Calculus is a branch of mathematics that focuses on change. It helps us understand how functions behave.
In the context of finding relative extrema, we often investigate the behavior of a function's derivative.
The derivative can reveal information about where a function increases or decreases. It can also tell us about peaks and valleys. These are known as relative maxima and minima, or extremum points.
For a function, relative extrema occur where the slope of the tangent (the derivative) is zero or undefined. These are known as critical points. From such points, one can determine where the function reaches its highest or lowest local value. Thus, calculus provides tools to analyze and predict changes in varied phenomena. It's fundamental for both theoretical and practical applications.
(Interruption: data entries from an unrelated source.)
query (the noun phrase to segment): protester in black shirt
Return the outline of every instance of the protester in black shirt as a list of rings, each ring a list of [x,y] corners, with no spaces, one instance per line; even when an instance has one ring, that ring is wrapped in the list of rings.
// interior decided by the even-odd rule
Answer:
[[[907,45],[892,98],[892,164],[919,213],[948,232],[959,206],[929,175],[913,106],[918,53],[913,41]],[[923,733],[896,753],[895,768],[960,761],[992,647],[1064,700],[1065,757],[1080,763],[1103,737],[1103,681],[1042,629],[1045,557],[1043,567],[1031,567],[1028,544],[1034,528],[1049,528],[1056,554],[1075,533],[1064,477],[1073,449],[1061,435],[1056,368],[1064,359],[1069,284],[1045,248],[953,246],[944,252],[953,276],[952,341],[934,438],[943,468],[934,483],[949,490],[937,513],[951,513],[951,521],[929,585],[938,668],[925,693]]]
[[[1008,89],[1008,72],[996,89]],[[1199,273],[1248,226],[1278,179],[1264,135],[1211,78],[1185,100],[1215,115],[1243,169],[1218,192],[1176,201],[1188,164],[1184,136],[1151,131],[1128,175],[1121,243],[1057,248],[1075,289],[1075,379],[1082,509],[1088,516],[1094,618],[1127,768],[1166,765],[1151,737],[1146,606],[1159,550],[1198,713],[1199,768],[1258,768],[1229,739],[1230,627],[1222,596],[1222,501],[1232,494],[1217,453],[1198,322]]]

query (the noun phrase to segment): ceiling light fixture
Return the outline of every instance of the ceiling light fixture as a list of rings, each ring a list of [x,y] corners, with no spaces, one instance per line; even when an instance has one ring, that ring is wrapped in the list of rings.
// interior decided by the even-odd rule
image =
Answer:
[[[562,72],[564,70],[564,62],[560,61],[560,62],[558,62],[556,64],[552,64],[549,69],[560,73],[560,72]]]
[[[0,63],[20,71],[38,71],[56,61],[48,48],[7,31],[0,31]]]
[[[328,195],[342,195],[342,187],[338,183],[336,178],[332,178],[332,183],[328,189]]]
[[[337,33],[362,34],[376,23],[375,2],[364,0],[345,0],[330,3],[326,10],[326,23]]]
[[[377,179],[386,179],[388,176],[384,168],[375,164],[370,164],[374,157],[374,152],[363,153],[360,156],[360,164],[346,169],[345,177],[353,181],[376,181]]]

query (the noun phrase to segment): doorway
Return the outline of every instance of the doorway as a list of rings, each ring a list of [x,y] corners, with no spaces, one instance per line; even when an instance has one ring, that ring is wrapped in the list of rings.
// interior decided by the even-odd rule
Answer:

Differentiation is a process in calculus. It involves finding a derivative of a function.
The derivative represents the rate at which a function is changing at any given point. It functions as a key player in determining slopes, rates, and motion.

• How to Differentiate: To differentiate, we often use rules like the product rule, chain rule, and quotient rule.
• Critical Points Analysis: Once you have the derivative, solving for where it equals zero helps find critical points.
• Further Analysis: Assess where the derivative is undefined or doesn't exist; these points may reflect behavior such as asymptotic tendencies.
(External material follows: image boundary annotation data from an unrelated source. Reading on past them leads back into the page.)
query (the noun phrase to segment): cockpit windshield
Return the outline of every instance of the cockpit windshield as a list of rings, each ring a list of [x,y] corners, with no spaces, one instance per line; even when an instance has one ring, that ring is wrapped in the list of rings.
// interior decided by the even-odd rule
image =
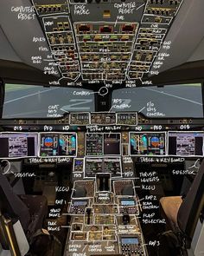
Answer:
[[[91,90],[25,84],[5,85],[3,118],[55,118],[66,112],[93,110],[94,94]]]
[[[134,111],[153,117],[203,117],[201,84],[176,84],[114,90],[112,111]]]

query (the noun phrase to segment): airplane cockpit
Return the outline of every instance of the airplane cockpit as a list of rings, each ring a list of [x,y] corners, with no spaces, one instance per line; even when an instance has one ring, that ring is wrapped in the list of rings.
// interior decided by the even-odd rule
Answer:
[[[1,1],[0,256],[204,255],[203,13]]]

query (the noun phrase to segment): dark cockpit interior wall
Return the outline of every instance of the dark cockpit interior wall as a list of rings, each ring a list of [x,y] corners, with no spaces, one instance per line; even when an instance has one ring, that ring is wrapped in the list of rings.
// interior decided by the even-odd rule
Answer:
[[[0,3],[0,256],[201,256],[204,2]]]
In our exercise, differentiation led us to find that the derivative of the function is never zero. Thus, we identified that the only place where the derivative is undefined is crucially due to a vertical asymptote. Differentiation reveals no relative extrema in this scenario, which is essential for characterizing the nature of this function's graph.
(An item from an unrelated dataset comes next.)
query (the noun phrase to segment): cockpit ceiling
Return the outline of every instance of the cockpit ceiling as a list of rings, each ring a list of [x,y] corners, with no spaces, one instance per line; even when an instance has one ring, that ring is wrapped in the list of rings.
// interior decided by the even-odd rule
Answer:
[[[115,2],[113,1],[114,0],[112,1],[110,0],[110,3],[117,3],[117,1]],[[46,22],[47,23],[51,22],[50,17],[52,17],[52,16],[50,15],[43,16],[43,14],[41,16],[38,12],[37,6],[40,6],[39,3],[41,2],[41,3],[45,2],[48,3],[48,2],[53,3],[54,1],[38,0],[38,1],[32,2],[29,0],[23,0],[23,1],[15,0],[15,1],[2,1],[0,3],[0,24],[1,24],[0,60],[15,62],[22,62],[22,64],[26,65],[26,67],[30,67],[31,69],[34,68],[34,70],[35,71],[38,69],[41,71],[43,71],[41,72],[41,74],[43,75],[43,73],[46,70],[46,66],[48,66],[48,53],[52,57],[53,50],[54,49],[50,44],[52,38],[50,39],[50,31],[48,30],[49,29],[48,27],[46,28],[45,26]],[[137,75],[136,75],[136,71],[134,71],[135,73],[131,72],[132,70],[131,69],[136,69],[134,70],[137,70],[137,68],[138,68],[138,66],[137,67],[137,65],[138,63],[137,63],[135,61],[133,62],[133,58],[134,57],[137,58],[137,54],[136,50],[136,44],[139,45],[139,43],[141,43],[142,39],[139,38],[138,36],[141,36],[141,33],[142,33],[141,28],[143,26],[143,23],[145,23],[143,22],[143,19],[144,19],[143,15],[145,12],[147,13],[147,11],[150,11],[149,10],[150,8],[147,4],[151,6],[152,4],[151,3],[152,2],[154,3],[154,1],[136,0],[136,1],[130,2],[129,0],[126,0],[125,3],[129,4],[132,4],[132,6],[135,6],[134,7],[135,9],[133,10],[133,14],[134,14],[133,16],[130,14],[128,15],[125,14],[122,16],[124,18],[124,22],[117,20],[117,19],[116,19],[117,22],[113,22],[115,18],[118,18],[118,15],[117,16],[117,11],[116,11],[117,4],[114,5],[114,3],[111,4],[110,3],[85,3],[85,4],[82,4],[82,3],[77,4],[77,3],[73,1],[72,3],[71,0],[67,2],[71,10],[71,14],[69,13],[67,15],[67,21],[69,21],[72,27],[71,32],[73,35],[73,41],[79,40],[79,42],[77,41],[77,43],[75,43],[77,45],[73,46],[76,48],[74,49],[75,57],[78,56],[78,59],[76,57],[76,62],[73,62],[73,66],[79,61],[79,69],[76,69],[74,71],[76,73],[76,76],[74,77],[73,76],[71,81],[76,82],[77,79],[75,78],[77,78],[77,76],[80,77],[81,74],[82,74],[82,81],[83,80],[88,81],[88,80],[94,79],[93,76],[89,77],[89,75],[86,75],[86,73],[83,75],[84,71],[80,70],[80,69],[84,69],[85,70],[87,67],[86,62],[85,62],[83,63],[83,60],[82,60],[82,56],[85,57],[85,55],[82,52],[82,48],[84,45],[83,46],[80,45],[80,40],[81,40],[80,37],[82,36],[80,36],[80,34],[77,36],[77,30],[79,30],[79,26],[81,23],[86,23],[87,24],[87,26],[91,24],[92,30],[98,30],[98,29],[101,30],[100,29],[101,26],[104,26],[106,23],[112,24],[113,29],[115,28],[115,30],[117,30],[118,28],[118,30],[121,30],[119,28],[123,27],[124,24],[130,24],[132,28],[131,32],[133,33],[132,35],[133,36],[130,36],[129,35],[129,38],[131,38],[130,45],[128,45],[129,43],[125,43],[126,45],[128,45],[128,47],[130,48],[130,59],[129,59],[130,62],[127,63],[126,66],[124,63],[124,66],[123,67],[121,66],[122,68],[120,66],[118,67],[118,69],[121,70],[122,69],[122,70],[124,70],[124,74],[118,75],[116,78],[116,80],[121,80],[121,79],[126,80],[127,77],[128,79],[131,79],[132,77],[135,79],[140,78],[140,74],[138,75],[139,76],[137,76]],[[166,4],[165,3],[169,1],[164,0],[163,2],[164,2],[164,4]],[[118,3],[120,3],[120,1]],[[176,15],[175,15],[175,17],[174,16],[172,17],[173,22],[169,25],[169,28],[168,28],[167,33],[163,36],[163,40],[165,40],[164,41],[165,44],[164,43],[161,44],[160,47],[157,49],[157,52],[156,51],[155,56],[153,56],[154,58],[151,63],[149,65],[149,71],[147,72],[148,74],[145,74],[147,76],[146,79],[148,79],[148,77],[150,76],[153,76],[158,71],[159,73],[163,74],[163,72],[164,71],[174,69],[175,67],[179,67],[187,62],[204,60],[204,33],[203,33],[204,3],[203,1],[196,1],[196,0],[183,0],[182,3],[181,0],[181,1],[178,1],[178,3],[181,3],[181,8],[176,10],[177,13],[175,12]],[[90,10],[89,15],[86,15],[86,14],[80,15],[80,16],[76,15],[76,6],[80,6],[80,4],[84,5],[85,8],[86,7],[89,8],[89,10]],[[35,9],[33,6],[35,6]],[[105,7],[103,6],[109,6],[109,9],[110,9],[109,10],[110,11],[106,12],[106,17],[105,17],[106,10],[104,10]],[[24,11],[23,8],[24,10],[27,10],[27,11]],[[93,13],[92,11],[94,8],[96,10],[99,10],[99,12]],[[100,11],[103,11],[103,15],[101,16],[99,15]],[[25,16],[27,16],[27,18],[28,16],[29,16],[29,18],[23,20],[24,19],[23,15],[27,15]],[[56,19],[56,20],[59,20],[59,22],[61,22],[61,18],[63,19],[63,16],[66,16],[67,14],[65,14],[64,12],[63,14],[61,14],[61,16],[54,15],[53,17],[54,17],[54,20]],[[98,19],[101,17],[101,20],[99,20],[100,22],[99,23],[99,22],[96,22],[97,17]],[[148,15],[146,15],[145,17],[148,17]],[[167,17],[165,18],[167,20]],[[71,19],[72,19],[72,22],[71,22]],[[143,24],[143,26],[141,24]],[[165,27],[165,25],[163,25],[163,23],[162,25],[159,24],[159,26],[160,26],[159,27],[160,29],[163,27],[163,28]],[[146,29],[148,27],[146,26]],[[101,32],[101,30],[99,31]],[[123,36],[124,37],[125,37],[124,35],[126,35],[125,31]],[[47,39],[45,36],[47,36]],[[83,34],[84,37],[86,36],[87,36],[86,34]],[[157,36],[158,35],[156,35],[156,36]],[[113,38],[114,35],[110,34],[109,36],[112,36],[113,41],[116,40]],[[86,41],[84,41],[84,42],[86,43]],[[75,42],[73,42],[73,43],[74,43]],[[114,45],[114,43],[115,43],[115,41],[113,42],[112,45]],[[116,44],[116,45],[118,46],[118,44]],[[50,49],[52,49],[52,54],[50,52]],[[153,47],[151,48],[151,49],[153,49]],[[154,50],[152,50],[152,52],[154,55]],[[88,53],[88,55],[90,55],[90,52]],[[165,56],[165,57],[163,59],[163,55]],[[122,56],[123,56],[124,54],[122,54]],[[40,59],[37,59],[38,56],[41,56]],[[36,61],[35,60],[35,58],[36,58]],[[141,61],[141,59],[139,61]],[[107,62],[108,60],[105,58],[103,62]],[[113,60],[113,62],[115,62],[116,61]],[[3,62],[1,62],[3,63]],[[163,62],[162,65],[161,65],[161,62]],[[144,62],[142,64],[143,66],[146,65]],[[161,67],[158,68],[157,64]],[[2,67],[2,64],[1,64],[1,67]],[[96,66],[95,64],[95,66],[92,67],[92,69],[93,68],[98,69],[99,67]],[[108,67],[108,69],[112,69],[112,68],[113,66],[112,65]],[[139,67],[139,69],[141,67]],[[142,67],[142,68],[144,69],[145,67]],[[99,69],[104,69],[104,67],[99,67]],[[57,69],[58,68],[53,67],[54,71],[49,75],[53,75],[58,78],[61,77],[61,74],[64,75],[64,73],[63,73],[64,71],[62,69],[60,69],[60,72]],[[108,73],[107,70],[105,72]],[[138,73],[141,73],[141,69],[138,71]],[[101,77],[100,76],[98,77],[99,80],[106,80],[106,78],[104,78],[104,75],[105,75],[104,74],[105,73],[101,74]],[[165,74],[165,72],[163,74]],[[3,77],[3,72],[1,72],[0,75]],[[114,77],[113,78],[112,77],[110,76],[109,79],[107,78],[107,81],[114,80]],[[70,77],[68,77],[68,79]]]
The quotient rule is essential when differentiating functions expressed as a ratio.
This concept comes into play whenever we have a function divided by another function. The rule is mathematically structured by this formula:
If we have \( f(x) = \frac{u(x)}{v(x)} \), where both \( u \) and \( v \) are functions of \( x \), then:\[ \left(\frac{u}{v}\right)' = \frac{u'v - uv'}{v^2} \]
This formula is instrumental for checking how a change in \( x \) influences the entire ratio. Understanding this is vital for problems involving ratios and fractions.

• Using the Quotient Rule: Identify the numerator and the denominator as separate functions \( u \) and \( v \) respectively, compute their derivatives \( u' \) and \( v' \).
• Plug into the Formula: Substitute these into the quotient rule to find the overall derivative.
• Application in Exercise: In our specific problem, applying the quotient rule revealed the derivative \( f'(x) = \frac{-5}{(x-2)^2} \).

Ultimately, the quotient rule helps us discover how each small change in one part of the expression influences the function's rate of change overall. This vital concept allows us to tackle problems involving real-world situations represented by fraction-based functions.